How, then, does the new science, on the basis of its intentionality, interpret ancient cosmology? How does it interpret the “natural” world of the ancients, the world of ταζις? It interprets it as the qualitative world in contrast to the “true” world, in contrast to the quantitative world. It understands the “naturalness” of this qualitative world in terms of the “naturalness” of the “true,” “lawful” world. Eddington, in the introduction to his recent book, speaks in a characteristic way of these two worlds: “there are duplicates of every object about me — two tables, two chairs, two pens.” The one table, the commonplace table, has extension, color, it does not fall apart under me. I can use it for writing. The other table is a “scientific” table. “It consists,” Eddington says, “mostly of emptiness. Sparsely scattered in that emptiness are numerous electrical charges rushing about with great speed.” (Klein, Lectures and Essays, The World of Physics and the “Natural” World, p 34.)

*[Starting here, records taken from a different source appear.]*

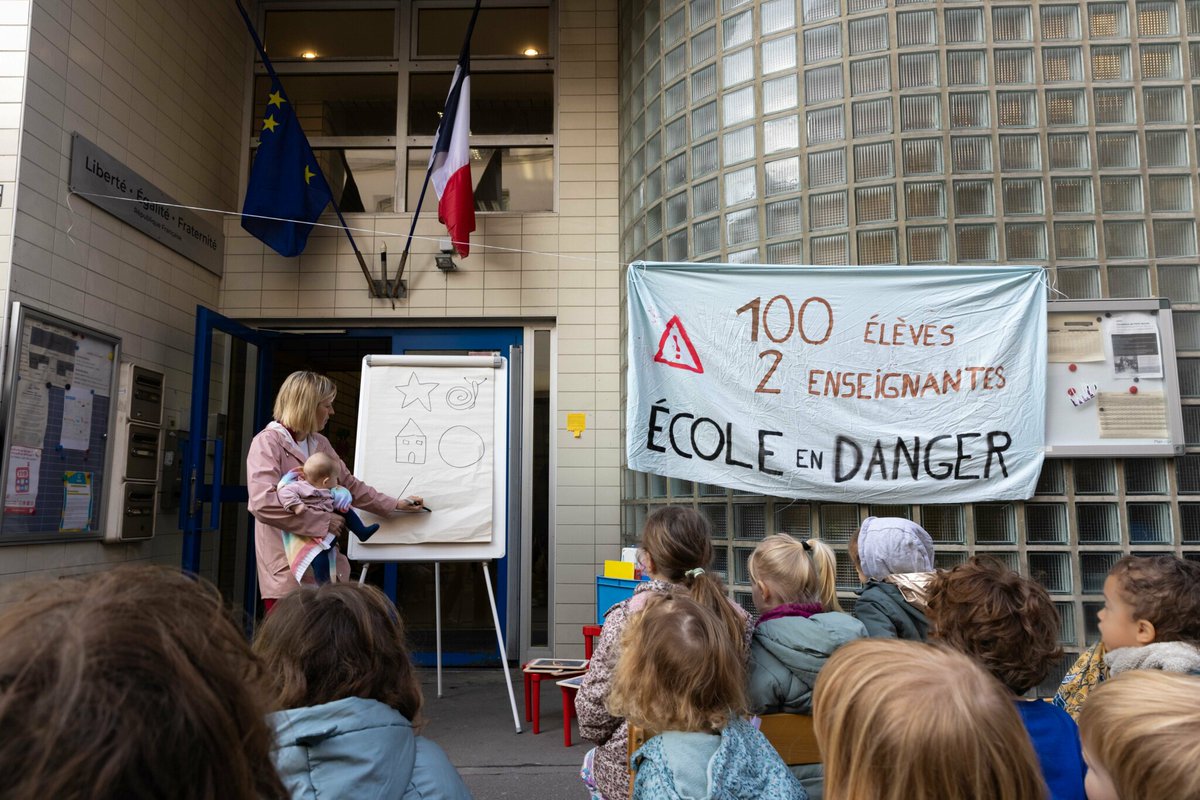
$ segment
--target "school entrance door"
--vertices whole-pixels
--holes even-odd
[[[197,314],[192,414],[184,449],[180,523],[185,570],[215,581],[250,616],[260,613],[254,573],[253,518],[246,509],[246,452],[271,419],[275,393],[296,369],[328,375],[337,385],[334,416],[324,434],[353,469],[358,438],[359,381],[365,355],[467,355],[496,353],[509,366],[508,555],[491,564],[497,609],[509,657],[521,652],[518,587],[521,530],[521,368],[523,329],[340,329],[304,333],[250,329],[210,309]],[[413,486],[421,494],[422,487]],[[426,489],[424,493],[428,494]],[[354,565],[358,576],[360,565]],[[442,564],[442,644],[446,666],[494,664],[496,633],[487,591],[475,563]],[[367,582],[401,609],[419,662],[433,662],[433,565],[373,564]],[[526,593],[528,597],[528,593]],[[509,636],[509,631],[514,634]]]

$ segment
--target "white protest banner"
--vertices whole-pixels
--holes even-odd
[[[1033,494],[1037,266],[629,267],[630,469],[844,503]]]

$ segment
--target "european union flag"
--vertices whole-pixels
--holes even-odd
[[[241,206],[241,227],[280,255],[299,255],[312,233],[312,223],[334,199],[334,193],[278,78],[271,82],[262,126],[246,201]]]

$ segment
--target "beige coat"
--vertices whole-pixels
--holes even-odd
[[[350,491],[354,507],[385,516],[396,507],[396,498],[377,492],[350,474],[329,439],[314,433],[308,438],[308,452],[328,453],[338,467],[337,482]],[[254,554],[258,560],[258,591],[263,599],[277,599],[296,588],[287,555],[283,552],[281,528],[298,536],[320,537],[329,531],[334,512],[305,509],[292,513],[275,494],[280,477],[289,469],[301,467],[305,456],[292,437],[270,425],[250,443],[246,455],[246,488],[250,492],[250,512],[254,515]],[[341,571],[341,570],[340,570]],[[311,575],[305,581],[311,581]]]

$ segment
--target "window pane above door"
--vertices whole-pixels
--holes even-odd
[[[396,50],[391,8],[268,11],[263,46],[271,61],[390,59]]]
[[[470,8],[419,8],[415,56],[457,59],[470,20]],[[470,37],[472,58],[546,58],[550,54],[550,8],[482,8]]]
[[[408,133],[433,136],[452,73],[414,73],[408,80]],[[498,136],[554,132],[554,77],[550,72],[472,72],[470,132]]]

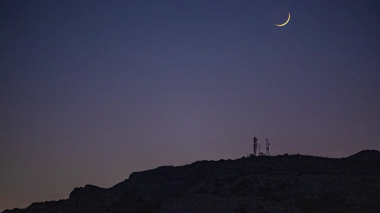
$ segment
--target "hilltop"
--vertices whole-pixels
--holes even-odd
[[[69,198],[16,213],[379,212],[380,152],[201,161],[133,172],[106,189],[76,188]]]

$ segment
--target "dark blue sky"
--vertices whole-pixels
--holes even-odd
[[[377,2],[0,1],[0,211],[240,158],[255,132],[380,150]]]

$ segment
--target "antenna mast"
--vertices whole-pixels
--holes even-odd
[[[257,138],[256,137],[256,133],[255,133],[253,138],[253,156],[256,156],[256,151],[257,151]]]
[[[268,143],[268,139],[265,139],[266,140],[266,155],[269,156],[269,143]]]

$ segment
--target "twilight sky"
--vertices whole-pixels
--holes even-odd
[[[0,211],[245,156],[255,132],[380,150],[377,2],[0,1]]]

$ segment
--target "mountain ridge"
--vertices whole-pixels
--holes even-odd
[[[380,210],[375,204],[380,204],[380,193],[375,190],[380,191],[379,166],[380,152],[374,150],[341,158],[285,154],[198,161],[133,172],[108,188],[86,185],[67,199],[3,213],[317,212],[326,210],[323,197],[345,204],[332,203],[330,210],[351,212],[350,207],[369,212],[369,206]],[[221,202],[229,204],[217,205]]]

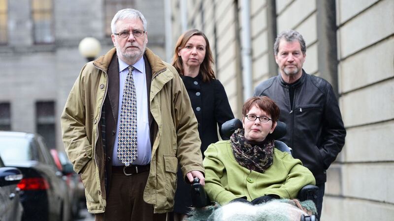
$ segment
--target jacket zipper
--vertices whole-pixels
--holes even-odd
[[[291,147],[293,148],[293,150],[294,149],[294,127],[295,127],[295,125],[294,125],[294,121],[295,121],[295,120],[294,120],[294,113],[293,112],[294,112],[293,111],[293,109],[294,109],[294,107],[296,107],[296,103],[295,103],[295,101],[296,101],[296,89],[297,88],[294,88],[294,95],[293,98],[293,107],[292,107],[292,111],[290,112],[290,113],[291,114],[291,118],[292,118],[292,127],[291,127],[291,128],[292,137],[291,137],[291,140],[290,140],[290,143],[291,143],[291,145],[292,145]],[[289,99],[290,100],[290,97],[289,98]],[[300,110],[301,110],[301,109],[300,108]]]
[[[108,90],[108,74],[107,74],[107,73],[105,71],[104,71],[103,69],[99,68],[98,67],[97,67],[96,65],[95,65],[95,66],[97,68],[98,68],[99,70],[100,70],[101,71],[102,71],[103,73],[104,73],[104,74],[106,76],[106,77],[107,77],[107,82],[105,83],[105,84],[106,84],[105,85],[105,91],[104,92],[104,97],[102,99],[102,102],[101,105],[100,106],[101,108],[100,109],[99,113],[98,114],[98,119],[97,120],[97,126],[96,126],[96,127],[97,136],[96,136],[96,140],[95,140],[95,149],[93,150],[93,151],[94,151],[93,152],[93,154],[94,154],[94,156],[95,156],[95,157],[94,157],[95,163],[96,163],[96,165],[98,165],[97,164],[97,159],[96,159],[96,157],[97,157],[97,154],[96,154],[96,149],[97,148],[97,141],[98,140],[98,122],[99,122],[99,121],[100,120],[100,119],[101,119],[101,112],[102,112],[102,107],[104,105],[104,102],[105,100],[105,98],[107,97],[107,91]],[[101,187],[100,187],[100,188],[101,188]],[[101,190],[100,190],[100,191],[101,191]]]

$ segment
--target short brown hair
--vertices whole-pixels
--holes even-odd
[[[244,117],[253,105],[265,111],[271,116],[273,122],[279,118],[279,108],[275,101],[266,96],[252,97],[245,102],[242,106],[242,115]]]
[[[176,69],[180,75],[183,75],[183,63],[182,62],[182,57],[178,55],[178,50],[184,48],[189,39],[194,35],[202,36],[205,40],[205,43],[206,43],[205,56],[204,57],[204,60],[200,66],[199,73],[202,76],[202,81],[203,82],[209,82],[212,79],[215,79],[215,73],[212,67],[213,64],[213,57],[212,56],[212,52],[211,51],[211,47],[209,46],[209,42],[208,41],[208,38],[202,31],[199,30],[197,29],[189,30],[179,36],[175,45],[172,64]]]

ταζις means order, and is pronounced taxis, like taxonomy. επιστημη means scientific knowledge in the Greek sense, and is said episteme. Prima intentio is a first intention: an idea referring to an object. Secunda intentio is a second intention: an idea referring to another idea or symbol, in turn referring to an object or the possibility of an object. Klein argues that Greek mathematics was always meant prima intentio; numbers are always seen as concrete, specific, numbers of something, though in theoretical arithmetic and theoretical logistic the of is “pure monads” which exist as noetic forms (in the Platonic understanding) or as neutral abstractions (in the Aristotelian understanding). Modern mathematics, especially algebra, exists primarily as secunda intentio — an equation like (ax+b)n=y expresses only possible determinacy, in contrast with the arithmetic of Diophantus, which is completely determinate, only we don’t happen to know some of the terms (in his case, ς) yet. In other words, ς is abbreviation for a number that we have not yet solved for, whereas a is a symbol for any number we might assign that place in the equation. There is no Greek equivalent to a variable. Λ is the diophantine abbreviation for “lacking,” but it may not mean precisely what we mean by – (minus), because Λ can only be applied to a determinate number, expressing something about the composition of that number, while – is primarily an operation preformed upon the number. I suppose negative numbers are different in this respect, but Greek mathematics does not seem to have negative numbers, so Λ would not mean that either.
Mr. D___ says that this is “very important,” though most people don’t have an “opportunity” to study it. Mr. Klein likewise thinks it’s very important, and puts in expressions like “a transformation unique and unparalleled in the history of man!” to show that. But he also calls it “a shift we can nowadays scarcely grasp,” which seems perhaps true. I certainly haven’t grasped it.